At age sixteen, Andrew became a published poet. “The Beachcomber published three of my poems. They paid me $15.00 a piece,” recalled Andrew. “That $45.00 lasted me all summer. I used to hang around Kubel’s…just to see all the relaxed sophisticated people. To me, it had Greenwich Village style.”
“I’ve always written,” explained Andrew. “Nothing else would do. I’d take a promising job, work a year or two and continue writing.” Later, Andrew’s wife took a position that enabled her to hire him as a freelance writer.
In 1995 Andrew established Buzz, Inc., a marketing and communications firm focusing on food and the arts. “We started up just as organic foods were getting big,” he explained. The timing was good. Andrew wrote the pilot for “Bizarre Foods,” at the time called “Food Freaks.” “I knew Chef Andrew Zimmerman,” explains Andrew. “PBS shot the first episode for public TV.” “Bizarre Foods” was later picked up by The Travel Channel.
Andrew manages Buzz, Inc. in Colorado and writes for stage, screen, and film. Through the years, he has written five full-length screen plays. His comedic works have been produced off-Broadway in New York and regionally. And his musical about the life of Paul Robeson continues to tour.

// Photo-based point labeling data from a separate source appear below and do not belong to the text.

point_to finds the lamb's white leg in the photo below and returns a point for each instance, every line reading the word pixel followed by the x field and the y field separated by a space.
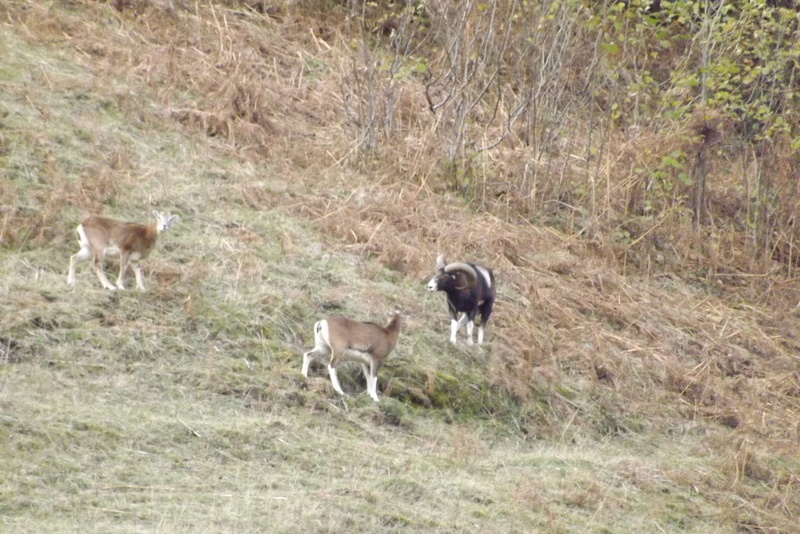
pixel 371 374
pixel 307 358
pixel 335 380
pixel 83 254
pixel 138 272
pixel 98 269
pixel 123 266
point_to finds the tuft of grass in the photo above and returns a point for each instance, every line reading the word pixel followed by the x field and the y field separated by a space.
pixel 602 401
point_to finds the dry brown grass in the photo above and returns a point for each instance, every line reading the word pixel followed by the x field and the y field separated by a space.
pixel 591 336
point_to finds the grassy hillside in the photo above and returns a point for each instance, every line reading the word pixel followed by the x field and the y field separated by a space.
pixel 607 399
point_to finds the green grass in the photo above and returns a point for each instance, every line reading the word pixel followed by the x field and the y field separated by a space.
pixel 183 409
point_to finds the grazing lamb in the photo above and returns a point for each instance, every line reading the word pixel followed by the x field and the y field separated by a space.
pixel 345 339
pixel 470 290
pixel 100 237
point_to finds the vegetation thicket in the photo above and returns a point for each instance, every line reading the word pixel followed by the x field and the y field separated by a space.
pixel 628 170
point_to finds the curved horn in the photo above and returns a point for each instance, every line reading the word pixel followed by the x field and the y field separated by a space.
pixel 464 268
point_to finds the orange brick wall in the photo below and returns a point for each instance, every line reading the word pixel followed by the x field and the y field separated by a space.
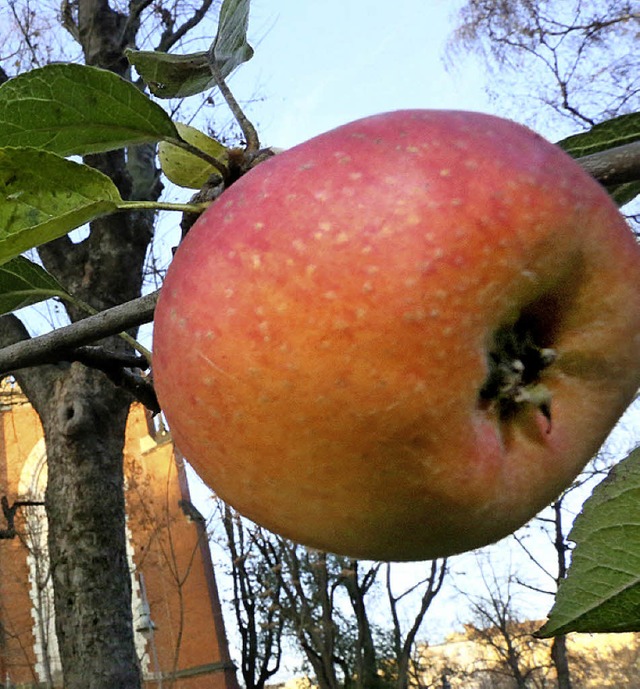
pixel 169 553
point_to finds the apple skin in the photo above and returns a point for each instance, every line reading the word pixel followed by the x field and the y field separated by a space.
pixel 324 333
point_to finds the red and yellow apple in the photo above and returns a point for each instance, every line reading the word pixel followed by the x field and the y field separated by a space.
pixel 402 338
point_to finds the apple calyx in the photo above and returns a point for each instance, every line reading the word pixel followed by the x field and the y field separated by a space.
pixel 515 362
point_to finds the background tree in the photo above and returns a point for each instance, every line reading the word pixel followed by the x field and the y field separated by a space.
pixel 511 650
pixel 256 601
pixel 576 59
pixel 82 411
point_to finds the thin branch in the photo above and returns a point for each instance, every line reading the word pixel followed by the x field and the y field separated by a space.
pixel 54 346
pixel 616 166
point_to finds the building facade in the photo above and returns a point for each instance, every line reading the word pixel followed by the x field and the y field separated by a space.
pixel 179 629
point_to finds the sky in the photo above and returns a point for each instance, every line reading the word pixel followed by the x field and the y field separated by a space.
pixel 319 65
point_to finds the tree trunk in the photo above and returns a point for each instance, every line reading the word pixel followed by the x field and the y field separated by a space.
pixel 561 661
pixel 84 423
pixel 84 414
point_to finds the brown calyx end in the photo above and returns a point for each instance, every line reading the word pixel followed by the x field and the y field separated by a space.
pixel 518 356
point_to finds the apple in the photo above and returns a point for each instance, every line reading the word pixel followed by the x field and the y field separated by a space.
pixel 403 338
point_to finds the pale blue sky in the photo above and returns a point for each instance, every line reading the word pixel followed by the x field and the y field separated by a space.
pixel 321 64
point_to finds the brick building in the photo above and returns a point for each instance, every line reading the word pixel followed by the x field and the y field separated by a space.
pixel 180 636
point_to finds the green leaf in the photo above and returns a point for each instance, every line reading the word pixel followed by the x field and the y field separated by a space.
pixel 186 169
pixel 618 131
pixel 179 76
pixel 23 283
pixel 624 193
pixel 44 196
pixel 75 109
pixel 173 76
pixel 621 130
pixel 602 590
pixel 230 48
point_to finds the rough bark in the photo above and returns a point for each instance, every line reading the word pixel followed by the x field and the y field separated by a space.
pixel 84 414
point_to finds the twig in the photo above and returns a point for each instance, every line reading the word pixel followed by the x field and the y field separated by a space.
pixel 615 166
pixel 53 346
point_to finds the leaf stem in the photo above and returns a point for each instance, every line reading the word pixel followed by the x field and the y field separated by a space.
pixel 162 206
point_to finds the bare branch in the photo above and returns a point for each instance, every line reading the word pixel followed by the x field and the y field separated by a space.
pixel 57 345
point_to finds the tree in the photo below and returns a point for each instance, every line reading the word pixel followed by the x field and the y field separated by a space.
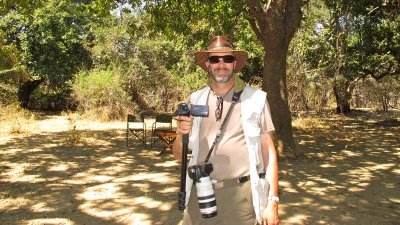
pixel 274 24
pixel 50 42
pixel 360 39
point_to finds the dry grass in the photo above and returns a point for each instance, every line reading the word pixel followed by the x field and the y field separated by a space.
pixel 14 120
pixel 310 124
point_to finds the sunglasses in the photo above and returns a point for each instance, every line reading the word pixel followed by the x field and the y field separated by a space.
pixel 226 58
pixel 220 106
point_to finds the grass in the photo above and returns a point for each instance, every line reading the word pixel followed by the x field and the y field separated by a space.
pixel 15 120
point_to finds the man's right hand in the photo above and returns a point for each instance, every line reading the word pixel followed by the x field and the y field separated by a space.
pixel 184 124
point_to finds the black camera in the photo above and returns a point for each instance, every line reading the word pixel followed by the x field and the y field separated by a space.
pixel 205 191
pixel 185 109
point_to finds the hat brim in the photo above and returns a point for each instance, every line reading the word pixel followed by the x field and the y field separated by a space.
pixel 201 58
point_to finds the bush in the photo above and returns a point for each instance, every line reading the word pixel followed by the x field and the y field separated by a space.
pixel 100 95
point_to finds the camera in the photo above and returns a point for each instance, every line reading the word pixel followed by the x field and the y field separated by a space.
pixel 205 191
pixel 185 109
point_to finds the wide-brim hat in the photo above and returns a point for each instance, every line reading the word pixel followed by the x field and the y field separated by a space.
pixel 220 44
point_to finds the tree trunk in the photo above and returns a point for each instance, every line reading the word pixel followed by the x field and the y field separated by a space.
pixel 25 90
pixel 275 86
pixel 275 24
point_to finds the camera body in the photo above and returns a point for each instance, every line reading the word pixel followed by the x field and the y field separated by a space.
pixel 185 109
pixel 205 191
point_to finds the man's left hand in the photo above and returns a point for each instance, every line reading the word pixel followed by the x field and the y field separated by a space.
pixel 270 214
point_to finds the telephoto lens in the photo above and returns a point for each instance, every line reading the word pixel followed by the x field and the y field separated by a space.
pixel 206 197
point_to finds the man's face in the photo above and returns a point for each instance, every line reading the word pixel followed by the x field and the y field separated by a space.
pixel 221 66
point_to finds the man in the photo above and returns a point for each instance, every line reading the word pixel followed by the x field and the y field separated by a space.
pixel 245 152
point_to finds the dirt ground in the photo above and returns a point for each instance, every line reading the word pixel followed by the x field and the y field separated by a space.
pixel 67 171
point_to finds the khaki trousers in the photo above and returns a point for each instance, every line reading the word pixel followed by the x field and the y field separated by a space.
pixel 234 207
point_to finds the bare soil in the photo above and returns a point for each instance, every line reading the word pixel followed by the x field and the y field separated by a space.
pixel 72 171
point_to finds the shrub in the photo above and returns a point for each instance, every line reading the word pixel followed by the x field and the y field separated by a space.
pixel 100 95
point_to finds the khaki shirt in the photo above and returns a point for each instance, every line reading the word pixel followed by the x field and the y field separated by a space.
pixel 230 158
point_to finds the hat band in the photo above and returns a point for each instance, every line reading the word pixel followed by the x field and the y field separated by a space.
pixel 221 48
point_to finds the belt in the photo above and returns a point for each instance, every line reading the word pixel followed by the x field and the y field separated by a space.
pixel 232 182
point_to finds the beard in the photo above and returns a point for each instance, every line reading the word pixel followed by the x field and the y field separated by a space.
pixel 219 79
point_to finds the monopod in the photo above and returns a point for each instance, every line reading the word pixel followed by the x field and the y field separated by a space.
pixel 182 192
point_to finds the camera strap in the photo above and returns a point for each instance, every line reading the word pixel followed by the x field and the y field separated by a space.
pixel 235 99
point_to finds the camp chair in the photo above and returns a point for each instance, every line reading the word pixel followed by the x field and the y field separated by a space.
pixel 163 123
pixel 136 126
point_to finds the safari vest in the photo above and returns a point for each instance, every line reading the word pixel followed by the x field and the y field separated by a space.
pixel 252 103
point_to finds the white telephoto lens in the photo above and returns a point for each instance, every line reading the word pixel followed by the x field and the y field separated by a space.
pixel 206 198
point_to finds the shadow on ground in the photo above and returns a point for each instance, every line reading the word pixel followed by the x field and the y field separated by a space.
pixel 350 174
pixel 44 180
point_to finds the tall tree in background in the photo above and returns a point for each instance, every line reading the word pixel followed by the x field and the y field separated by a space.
pixel 274 24
pixel 359 39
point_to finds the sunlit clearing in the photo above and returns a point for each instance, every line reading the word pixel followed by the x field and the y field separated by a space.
pixel 50 221
pixel 167 164
pixel 104 191
pixel 41 207
pixel 60 167
pixel 154 177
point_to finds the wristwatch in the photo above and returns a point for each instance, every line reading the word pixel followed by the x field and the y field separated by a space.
pixel 273 198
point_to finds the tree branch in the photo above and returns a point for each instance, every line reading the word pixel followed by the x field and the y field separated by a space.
pixel 260 14
pixel 256 29
pixel 292 18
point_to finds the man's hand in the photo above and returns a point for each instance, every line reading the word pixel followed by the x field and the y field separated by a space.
pixel 184 124
pixel 270 215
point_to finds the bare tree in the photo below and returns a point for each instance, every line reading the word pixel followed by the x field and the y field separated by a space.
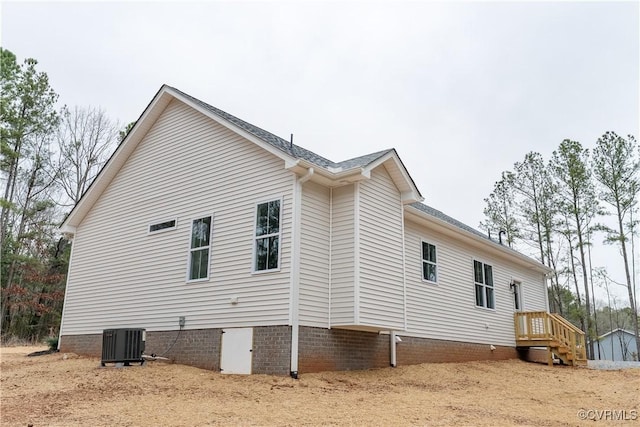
pixel 616 168
pixel 570 165
pixel 86 138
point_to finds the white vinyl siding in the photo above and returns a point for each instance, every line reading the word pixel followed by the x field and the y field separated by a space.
pixel 314 255
pixel 134 279
pixel 381 287
pixel 448 311
pixel 343 256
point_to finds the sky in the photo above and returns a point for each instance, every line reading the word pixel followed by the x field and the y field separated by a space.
pixel 462 90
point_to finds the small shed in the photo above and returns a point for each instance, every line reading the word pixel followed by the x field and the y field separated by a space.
pixel 619 344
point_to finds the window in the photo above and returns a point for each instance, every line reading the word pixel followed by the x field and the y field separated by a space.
pixel 163 226
pixel 267 238
pixel 200 248
pixel 429 266
pixel 483 278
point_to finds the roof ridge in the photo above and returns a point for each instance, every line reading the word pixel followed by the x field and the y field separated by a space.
pixel 282 144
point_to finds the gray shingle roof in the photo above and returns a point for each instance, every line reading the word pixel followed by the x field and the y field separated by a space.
pixel 446 218
pixel 302 153
pixel 284 145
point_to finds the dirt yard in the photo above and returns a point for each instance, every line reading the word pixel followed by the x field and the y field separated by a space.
pixel 67 390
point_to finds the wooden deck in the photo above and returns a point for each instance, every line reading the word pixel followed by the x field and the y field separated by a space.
pixel 559 336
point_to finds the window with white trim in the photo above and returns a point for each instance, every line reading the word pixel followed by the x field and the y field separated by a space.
pixel 200 248
pixel 429 263
pixel 483 278
pixel 267 236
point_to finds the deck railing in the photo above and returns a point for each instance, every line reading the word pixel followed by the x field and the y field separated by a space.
pixel 548 328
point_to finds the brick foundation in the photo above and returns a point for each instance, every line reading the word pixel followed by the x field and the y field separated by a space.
pixel 271 350
pixel 412 351
pixel 320 349
pixel 341 350
pixel 198 347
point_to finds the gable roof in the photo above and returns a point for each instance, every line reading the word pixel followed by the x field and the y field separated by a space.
pixel 297 159
pixel 285 146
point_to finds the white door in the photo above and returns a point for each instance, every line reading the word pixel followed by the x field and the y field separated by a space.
pixel 235 356
pixel 517 295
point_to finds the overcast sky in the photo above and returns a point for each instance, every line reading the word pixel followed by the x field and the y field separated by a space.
pixel 461 90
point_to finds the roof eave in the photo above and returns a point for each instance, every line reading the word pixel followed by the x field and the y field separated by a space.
pixel 479 241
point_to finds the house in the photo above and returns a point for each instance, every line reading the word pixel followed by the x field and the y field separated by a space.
pixel 618 344
pixel 239 251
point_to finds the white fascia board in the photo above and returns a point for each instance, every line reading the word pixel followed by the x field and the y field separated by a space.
pixel 463 235
pixel 117 159
pixel 408 189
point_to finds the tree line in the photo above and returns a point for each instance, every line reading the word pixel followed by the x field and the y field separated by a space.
pixel 558 209
pixel 49 156
pixel 551 209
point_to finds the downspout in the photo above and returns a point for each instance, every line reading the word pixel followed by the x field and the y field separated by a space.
pixel 66 288
pixel 392 349
pixel 295 273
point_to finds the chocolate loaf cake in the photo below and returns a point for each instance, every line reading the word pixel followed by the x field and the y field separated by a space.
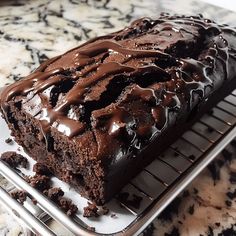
pixel 96 115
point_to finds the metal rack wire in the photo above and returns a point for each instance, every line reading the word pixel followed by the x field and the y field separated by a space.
pixel 183 161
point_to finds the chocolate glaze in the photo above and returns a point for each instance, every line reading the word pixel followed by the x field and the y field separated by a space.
pixel 159 69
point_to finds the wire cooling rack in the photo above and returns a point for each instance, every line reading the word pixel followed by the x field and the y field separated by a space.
pixel 157 184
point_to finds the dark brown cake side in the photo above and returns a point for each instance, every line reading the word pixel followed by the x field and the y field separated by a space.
pixel 97 114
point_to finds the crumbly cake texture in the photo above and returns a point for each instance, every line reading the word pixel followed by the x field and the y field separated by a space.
pixel 96 115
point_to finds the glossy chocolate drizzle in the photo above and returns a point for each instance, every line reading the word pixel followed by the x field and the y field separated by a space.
pixel 168 65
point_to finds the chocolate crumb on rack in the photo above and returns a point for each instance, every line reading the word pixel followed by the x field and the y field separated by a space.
pixel 14 159
pixel 67 206
pixel 131 200
pixel 41 169
pixel 19 195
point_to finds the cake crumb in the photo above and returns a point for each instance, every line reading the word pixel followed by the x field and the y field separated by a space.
pixel 8 141
pixel 19 195
pixel 14 159
pixel 91 210
pixel 103 210
pixel 67 206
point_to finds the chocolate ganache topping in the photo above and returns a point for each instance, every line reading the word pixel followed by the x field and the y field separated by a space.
pixel 129 84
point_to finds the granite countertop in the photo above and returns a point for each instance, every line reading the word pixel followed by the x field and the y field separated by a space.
pixel 32 31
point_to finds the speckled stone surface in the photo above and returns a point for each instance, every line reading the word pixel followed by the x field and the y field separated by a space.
pixel 32 31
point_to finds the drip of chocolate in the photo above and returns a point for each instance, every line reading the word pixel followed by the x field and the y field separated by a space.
pixel 163 63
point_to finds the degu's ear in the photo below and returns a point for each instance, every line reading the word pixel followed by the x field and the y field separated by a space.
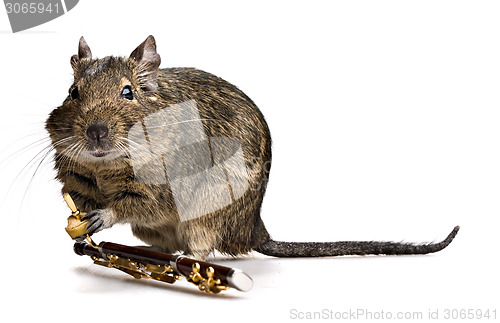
pixel 83 53
pixel 148 62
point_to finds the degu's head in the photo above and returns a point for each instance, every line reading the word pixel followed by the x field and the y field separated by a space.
pixel 108 96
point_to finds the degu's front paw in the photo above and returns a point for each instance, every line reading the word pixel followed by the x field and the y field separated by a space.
pixel 99 220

In 2012, with nothing more than an artist’s brush, a devout matron in a forgotten village in Spain captured Andrew’s attention, changed the lives of many, and inspired an opera.
When eighty-three-year-old amateur artist and self-taught conservator Cecelia Giménez attempted to restore Elias Garcia Martinez’ crumbling fresco Ecce Homo – Behold the Man, the result was initially suspected to be the work of vandals. No longer recognizable, the once deified image is beyond repair.
“I’d read about an elderly woman in Borja, Spain, who attempted to fix-up a fresco in her village church,” explained Andrew. “Her biggest mistake was that she went on vacation and left it unfinished. The town, local press, and even her neighbors shamed her for destroying the fresco. She was shunned by the community and became an outcast.” The botched image quickly went viral and became an internet sensation. The ensuing internet maelstrom of shame soon had an unexpected effect – free publicity. “The Ecce Homo debacle proved to be a tourism boom for the economically struggling town,” said Andrew.
Shortly after learning of the events in Borja, Andrew along with composer Paul Fowler embarked on the journey of creating their contemporary opera Behold the Man. Today, six-years later, Andrew Flack and Paul Fowler are ready to present their comedic opera Behold the Man to the world.
“It’s a story of faith and forgiveness,” explained Andrew. “It’s about the effect of the internet on a small town in Spain and the faith that supported the woman at the center of the story. It’s about how Cecelia’s disaster became the town’s miracle.”
Though beyond restoration, since Cecelia’s transformation the much-ignored fresco Ecce Homo, previously destined to crumble into obscurity has been elevated to the status of profound pop icon and forever preserved in cyberspace.
“I’m glad to still be doing what I’ve always done,” said Andrew.